CHARLOTTE, NC (Bruce Henderson/The Charlotte Observer) - North Carolina ranks fifth-highest in the U.S. for the percentage of fatal traffic accidents involving older drivers, a nonprofit transportation research group reports.
The number of older drivers who are involved or killed in traffic crashes is rising even faster than the number of people who are 65 or older, says the report by TRIP, a Washington, D.C.-based group that evaluates economic and technical data on surface transportation.
North Carolina ranks ninth nationally for the number of licensed drivers – nearly 1.4 million – who are 65 and older. But the state ranked fifth for the number of traffic fatalities that involved at least one older driver – 285 – in 2016.
The 46 million Americans 65 or older comprise 15 percent of the population, TRIP says. By 2060, their proportion of the population is expected to reach 24 percent. Nearly 80 percent live in car-dependent places such as suburbs and rural areas, the group says.
The report attributes the rising number of fatalities involving older drivers, in part, to physical frailties that make them less likely to survive a crash. While older drivers tend to be more cautious than most on the road, they're also likely to have poorer eyesight, reaction time, cognitive ability and physical dexterity, it says.
"An additional two million people are expected to call North Carolina home by 2030, with nearly one-third of these individuals aged 65 years or older. TRIP's report highlights the need for increased safety measures on all of North Carolina's roadways, which should be a top priority" for the North Carolina Department of Transportation," Gary Salamido, vice president of Government Affairs for the North Carolina Chamber, said in a statement.

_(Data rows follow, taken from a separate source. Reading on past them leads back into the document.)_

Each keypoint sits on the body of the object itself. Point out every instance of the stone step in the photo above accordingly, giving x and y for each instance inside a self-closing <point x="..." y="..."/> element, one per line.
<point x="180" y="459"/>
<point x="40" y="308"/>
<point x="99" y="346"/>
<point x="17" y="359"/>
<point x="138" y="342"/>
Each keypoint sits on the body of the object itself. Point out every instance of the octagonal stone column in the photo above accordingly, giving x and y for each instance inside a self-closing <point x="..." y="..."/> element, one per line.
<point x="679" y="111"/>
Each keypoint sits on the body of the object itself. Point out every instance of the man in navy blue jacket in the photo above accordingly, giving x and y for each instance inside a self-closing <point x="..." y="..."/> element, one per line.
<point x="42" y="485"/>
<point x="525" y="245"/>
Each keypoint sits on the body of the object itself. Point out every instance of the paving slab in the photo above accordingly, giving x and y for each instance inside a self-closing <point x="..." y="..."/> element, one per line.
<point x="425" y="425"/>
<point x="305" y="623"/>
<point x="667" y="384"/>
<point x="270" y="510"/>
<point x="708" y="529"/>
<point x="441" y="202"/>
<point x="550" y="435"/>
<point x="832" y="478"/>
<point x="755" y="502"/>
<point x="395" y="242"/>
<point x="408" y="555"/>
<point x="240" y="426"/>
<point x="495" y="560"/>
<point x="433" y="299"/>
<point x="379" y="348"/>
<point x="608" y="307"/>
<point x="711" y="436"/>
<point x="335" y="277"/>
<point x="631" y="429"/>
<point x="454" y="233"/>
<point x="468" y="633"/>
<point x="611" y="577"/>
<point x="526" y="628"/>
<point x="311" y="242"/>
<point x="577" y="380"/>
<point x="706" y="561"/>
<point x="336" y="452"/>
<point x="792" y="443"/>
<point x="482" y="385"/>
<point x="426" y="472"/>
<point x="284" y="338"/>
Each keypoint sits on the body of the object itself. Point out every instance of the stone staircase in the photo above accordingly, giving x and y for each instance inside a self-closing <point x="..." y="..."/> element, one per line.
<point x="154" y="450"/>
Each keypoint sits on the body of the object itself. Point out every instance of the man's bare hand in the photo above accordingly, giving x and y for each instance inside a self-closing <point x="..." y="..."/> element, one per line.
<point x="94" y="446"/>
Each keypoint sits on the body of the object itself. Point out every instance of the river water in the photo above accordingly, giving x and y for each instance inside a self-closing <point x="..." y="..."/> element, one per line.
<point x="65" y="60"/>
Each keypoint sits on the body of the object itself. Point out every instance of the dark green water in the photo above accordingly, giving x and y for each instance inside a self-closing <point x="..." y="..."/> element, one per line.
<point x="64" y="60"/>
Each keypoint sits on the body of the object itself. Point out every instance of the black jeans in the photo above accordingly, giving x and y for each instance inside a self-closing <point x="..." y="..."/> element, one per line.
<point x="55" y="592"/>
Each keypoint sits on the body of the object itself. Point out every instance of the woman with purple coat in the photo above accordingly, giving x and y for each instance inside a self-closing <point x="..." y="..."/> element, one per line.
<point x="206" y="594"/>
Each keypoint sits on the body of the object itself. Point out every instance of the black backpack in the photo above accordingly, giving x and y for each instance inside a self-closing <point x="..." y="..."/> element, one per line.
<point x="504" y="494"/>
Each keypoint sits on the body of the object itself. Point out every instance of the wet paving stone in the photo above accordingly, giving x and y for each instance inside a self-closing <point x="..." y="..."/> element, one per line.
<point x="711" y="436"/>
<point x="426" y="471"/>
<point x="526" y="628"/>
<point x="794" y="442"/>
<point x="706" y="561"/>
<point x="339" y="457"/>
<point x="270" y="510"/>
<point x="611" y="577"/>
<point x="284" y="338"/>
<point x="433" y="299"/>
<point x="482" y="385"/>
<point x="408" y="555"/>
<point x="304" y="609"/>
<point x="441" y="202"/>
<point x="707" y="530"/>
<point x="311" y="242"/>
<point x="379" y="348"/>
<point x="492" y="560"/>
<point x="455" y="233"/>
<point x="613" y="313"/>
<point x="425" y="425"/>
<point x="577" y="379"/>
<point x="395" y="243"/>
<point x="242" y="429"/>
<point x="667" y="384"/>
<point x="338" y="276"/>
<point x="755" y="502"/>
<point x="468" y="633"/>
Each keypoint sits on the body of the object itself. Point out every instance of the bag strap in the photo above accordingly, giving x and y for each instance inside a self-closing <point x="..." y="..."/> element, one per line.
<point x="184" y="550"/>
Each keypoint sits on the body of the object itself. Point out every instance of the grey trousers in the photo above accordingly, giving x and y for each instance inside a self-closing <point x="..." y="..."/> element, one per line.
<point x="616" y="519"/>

"The North Carolina Chamber is committed to working with TRIP, NCDOT and state legislators to secure the additional resources that are needed to address North Carolina's growing infrastructure demands and safety issues. This is another example of why North Carolina can't afford to wait when it comes to addressing the state's most pressing infrastructure needs."
The report recommends a range of steps that states can take to make the roads safer for older drivers.

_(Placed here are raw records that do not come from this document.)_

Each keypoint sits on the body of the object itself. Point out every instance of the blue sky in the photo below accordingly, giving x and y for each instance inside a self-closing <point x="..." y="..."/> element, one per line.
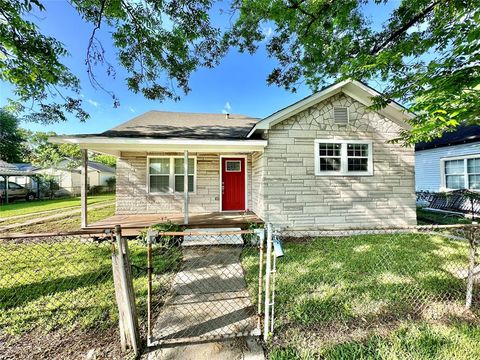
<point x="238" y="84"/>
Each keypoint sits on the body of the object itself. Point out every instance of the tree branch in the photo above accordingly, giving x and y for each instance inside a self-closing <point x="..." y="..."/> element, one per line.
<point x="400" y="31"/>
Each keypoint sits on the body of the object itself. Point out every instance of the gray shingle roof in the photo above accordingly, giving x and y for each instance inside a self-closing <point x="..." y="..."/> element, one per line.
<point x="164" y="124"/>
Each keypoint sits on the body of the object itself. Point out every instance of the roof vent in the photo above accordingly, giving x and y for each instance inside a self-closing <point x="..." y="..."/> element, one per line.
<point x="340" y="115"/>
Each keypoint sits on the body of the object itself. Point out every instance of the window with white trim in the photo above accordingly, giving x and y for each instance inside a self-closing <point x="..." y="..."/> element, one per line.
<point x="462" y="173"/>
<point x="166" y="175"/>
<point x="343" y="157"/>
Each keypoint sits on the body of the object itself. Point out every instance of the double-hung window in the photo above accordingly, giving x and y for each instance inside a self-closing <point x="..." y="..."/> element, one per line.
<point x="166" y="175"/>
<point x="461" y="173"/>
<point x="343" y="157"/>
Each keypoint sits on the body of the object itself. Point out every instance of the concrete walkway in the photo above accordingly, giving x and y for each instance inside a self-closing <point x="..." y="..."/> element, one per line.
<point x="235" y="349"/>
<point x="209" y="297"/>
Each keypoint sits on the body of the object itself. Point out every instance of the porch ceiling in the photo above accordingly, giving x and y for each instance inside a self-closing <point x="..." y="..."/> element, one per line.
<point x="114" y="146"/>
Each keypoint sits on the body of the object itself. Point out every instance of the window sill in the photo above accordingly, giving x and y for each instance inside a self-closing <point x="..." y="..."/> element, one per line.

Wider lane striping, larger sign lettering and longer merge or exit lanes are among those strategies, it says. Transit systems and ride-sharing services can also help, it says, and self-driving vehicles are expected to eventually help people who are no longer able to drive.
"Freedom of mobility is a cherished, lifelong right. We owe it to the generation that built our nation's highway system to further enhance the safety and convenience of our transportation system to meet the mobility needs of older Americans," Greg Cohen, president and CEO of the American Highway Users Alliance, an organization that advocates on behalf of motorists, truckers, and other drivers, said in a statement. "Making roads safer and supporting the development of emerging transportation options and technology will enhance the mobility of older Americans and the general population."